Not a great time for us guys

Garrison Keillor

December 29, 1992|By Garrison Keillor

THIS was not a great year for guys. Once again, our gende put up all the major candidates for president and suffered all the contempt and derision -- any year you have Ross Perot, Dan Quayle and George Bush honking in public, manhood's negatives are bound to rise -- whereas women, choosing to hang on the sidelines and cluck, managed to seem high-minded and discriminated against at the same time, a neat trick.

Now that the best man has won and is talking in whole sentences and saying dignified things, some of us hope that the gender will recover. I for one say, Hum babe, c'mon babe, way to go, babe, and hope that Bill turns out to be a Great Guy and a Great Man. We need one, babe.

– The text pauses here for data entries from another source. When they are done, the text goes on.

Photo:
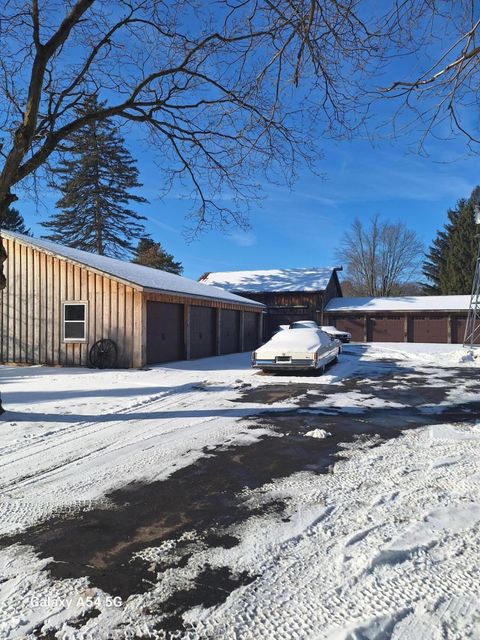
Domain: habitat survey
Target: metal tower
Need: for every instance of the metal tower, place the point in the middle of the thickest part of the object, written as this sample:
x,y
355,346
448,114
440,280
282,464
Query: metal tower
x,y
472,329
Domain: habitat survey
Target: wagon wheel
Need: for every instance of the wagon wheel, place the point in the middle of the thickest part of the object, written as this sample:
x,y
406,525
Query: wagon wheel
x,y
103,354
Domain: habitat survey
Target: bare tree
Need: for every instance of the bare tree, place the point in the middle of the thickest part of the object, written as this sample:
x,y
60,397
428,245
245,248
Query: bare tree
x,y
381,258
439,95
216,86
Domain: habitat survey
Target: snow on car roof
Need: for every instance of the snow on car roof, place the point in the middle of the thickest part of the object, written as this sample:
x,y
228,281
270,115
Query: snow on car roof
x,y
400,303
271,280
299,339
136,274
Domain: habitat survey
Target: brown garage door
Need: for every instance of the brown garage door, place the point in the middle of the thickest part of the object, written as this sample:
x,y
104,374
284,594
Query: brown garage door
x,y
164,332
250,331
386,329
229,331
458,329
429,328
202,332
352,324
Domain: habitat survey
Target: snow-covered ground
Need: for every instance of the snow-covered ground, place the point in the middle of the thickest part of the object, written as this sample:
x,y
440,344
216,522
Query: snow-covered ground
x,y
385,546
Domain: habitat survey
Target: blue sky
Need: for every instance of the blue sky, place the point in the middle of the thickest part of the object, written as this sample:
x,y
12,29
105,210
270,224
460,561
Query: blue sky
x,y
303,226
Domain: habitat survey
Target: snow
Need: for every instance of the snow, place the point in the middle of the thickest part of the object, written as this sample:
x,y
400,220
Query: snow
x,y
405,303
271,280
384,546
295,340
135,274
318,433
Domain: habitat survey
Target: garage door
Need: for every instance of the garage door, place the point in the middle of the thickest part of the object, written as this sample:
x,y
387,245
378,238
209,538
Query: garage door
x,y
352,324
386,329
164,332
250,331
202,332
430,329
229,331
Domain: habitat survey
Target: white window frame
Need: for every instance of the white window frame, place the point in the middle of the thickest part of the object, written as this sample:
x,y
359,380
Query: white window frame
x,y
84,322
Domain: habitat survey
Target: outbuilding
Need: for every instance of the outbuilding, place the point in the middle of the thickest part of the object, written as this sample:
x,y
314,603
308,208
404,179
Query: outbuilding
x,y
60,301
401,319
289,294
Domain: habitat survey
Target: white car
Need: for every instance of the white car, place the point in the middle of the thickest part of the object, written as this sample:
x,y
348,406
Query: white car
x,y
304,324
281,327
299,349
333,332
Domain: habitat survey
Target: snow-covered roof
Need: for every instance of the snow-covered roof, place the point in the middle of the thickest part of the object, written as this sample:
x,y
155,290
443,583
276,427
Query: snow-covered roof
x,y
400,303
271,280
135,274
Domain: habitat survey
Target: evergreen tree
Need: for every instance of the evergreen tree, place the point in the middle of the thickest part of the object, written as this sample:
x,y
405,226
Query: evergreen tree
x,y
13,221
450,263
152,254
95,177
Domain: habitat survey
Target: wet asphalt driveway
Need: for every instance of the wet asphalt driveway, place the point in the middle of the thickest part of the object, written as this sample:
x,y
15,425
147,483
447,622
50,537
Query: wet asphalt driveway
x,y
206,497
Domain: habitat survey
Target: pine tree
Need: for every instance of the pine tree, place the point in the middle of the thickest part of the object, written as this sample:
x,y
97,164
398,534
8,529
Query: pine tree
x,y
152,254
450,263
95,177
13,221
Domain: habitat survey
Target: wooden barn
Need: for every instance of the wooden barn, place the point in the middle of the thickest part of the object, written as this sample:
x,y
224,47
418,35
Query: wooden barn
x,y
289,294
60,301
401,319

Guys are in trouble. Manhood, once an opportunity for achievement, now seems like a problem to be overcome. Plato, St. Francis, Leonardo da Vinci, Vince Lombardi -- you don't find guys of that caliber today. What you find is terrible gender anxiety, guys trying to be Mr. Right, the man who can bake a cherry pie, go shoot skeet, come back, toss a salad, converse easily about intimate matters, cry if need be, laugh, hug, be vulnerable, perform passionately that night and the next day go off and lift them bales onto that barge and tote it.

Being perfect is a terrible way to spend your life, and guys are not equipped for it anyway. It is like a bear riding a bicycle: He can be trained to do it for short periods but he would rather be in the woods doing what bears do there.

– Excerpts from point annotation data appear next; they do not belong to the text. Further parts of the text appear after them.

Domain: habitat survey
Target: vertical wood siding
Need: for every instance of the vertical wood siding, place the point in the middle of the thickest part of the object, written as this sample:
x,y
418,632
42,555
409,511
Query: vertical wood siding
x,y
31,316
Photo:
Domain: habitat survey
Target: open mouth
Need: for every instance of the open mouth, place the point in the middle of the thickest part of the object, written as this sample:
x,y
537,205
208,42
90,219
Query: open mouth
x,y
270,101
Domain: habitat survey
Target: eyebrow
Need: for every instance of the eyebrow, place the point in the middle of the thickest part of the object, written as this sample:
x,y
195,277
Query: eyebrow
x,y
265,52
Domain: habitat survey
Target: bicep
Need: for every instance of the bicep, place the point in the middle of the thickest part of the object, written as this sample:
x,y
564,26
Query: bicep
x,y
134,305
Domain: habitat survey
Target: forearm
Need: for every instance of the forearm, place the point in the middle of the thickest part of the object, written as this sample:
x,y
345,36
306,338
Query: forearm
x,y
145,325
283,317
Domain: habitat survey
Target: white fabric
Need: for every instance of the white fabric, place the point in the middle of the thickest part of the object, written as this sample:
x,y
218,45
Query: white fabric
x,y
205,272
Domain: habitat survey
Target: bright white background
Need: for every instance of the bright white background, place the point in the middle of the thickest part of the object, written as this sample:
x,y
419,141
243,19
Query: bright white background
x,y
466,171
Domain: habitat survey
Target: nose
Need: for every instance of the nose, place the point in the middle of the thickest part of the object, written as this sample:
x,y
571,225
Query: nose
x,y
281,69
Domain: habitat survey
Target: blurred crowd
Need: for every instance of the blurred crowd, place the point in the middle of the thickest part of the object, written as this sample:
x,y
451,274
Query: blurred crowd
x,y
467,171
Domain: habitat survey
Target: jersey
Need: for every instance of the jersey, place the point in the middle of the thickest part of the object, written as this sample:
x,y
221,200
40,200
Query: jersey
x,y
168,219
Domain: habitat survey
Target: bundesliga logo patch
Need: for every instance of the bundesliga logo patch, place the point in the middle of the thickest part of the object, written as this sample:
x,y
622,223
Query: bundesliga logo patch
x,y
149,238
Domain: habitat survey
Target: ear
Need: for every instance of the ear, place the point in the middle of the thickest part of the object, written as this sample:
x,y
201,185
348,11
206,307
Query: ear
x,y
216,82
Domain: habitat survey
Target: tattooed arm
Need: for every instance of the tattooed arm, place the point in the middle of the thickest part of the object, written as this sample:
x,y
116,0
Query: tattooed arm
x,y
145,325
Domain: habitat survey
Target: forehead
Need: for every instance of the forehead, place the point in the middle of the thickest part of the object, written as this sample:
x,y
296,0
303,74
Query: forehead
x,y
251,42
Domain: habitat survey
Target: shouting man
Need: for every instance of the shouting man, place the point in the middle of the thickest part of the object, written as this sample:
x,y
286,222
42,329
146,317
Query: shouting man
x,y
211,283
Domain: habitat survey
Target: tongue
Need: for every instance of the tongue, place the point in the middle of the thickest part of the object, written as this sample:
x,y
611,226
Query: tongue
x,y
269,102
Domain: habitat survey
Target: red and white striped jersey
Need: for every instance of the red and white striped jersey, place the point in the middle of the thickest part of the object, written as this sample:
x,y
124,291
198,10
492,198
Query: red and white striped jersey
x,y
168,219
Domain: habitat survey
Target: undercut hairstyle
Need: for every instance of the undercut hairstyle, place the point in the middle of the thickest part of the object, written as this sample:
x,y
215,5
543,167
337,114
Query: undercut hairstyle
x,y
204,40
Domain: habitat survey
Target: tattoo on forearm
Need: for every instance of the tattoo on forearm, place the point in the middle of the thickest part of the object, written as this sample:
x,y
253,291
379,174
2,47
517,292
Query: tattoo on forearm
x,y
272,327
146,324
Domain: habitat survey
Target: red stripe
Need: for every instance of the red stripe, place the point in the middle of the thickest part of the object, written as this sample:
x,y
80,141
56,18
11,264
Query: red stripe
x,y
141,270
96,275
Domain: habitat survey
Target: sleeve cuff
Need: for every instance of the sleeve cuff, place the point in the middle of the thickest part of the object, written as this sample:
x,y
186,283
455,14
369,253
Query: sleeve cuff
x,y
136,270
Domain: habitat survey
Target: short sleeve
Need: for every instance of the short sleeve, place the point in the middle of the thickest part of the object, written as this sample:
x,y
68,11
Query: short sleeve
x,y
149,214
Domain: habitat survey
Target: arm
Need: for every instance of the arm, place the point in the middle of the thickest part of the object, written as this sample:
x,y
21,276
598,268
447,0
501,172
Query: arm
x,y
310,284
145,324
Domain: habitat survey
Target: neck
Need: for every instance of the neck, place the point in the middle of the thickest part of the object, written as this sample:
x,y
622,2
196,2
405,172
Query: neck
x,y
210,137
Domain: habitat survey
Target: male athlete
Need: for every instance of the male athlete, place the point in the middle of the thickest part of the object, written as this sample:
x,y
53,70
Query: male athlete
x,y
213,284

Girls had it better from the beginning. Boys can run around fighting wars for made-up reasons with toy guns going kksshh-kksshh and arguing about who was dead, while girls play in the house with their dolls, creating complex family groups and solving problems through negotiation and role-playing. Which gender is better equipped, on the whole, to live an adult life, would you guess?

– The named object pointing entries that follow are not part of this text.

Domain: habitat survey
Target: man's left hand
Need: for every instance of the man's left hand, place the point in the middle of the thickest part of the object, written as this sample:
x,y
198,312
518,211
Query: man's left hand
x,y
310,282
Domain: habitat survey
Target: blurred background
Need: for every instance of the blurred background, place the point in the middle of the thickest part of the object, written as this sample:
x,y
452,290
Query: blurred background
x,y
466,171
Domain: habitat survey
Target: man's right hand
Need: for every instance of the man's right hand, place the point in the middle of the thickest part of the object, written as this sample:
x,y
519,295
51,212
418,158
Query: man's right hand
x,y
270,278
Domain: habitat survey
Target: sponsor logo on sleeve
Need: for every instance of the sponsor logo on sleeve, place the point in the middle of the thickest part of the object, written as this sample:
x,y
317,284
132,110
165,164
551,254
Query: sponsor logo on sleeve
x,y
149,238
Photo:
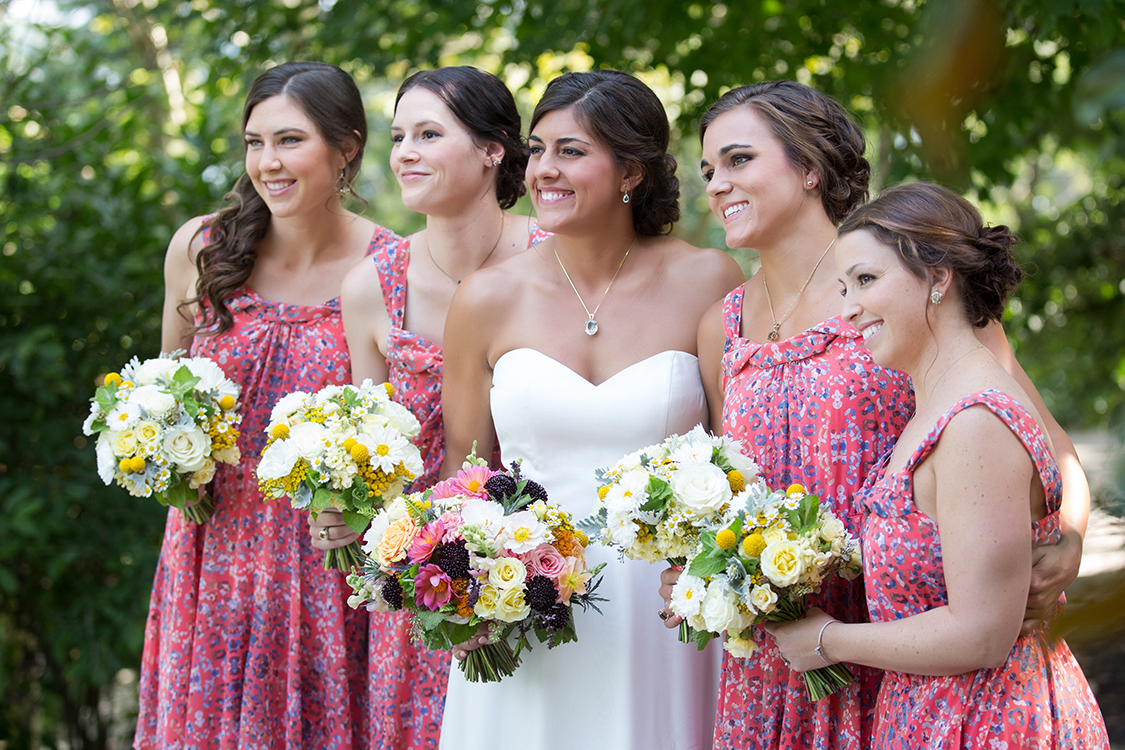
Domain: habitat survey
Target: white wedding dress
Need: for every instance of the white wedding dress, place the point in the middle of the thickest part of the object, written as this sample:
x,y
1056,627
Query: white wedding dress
x,y
628,683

Adolescence hits boys harder than it does girls; don't kid yourself. Girls bleed a little and their breasts pop out -- big deal! -- but adolescence hits a guy like a bad drug experience. You are crazed with madness. Your body is filled with chemicals of rage and despair. You pound, you shriek, you batter your head against the trees. You come away terribly wounded. Life is unknowable.

Women know about life and about how to get along with others, and are sensitive to beauty, and can yell louder. They know all about guys, having been exposed to guy life since forever, and guys know nothing about girls except that they want one desperately. Which gender is better equipped to manipulate the other?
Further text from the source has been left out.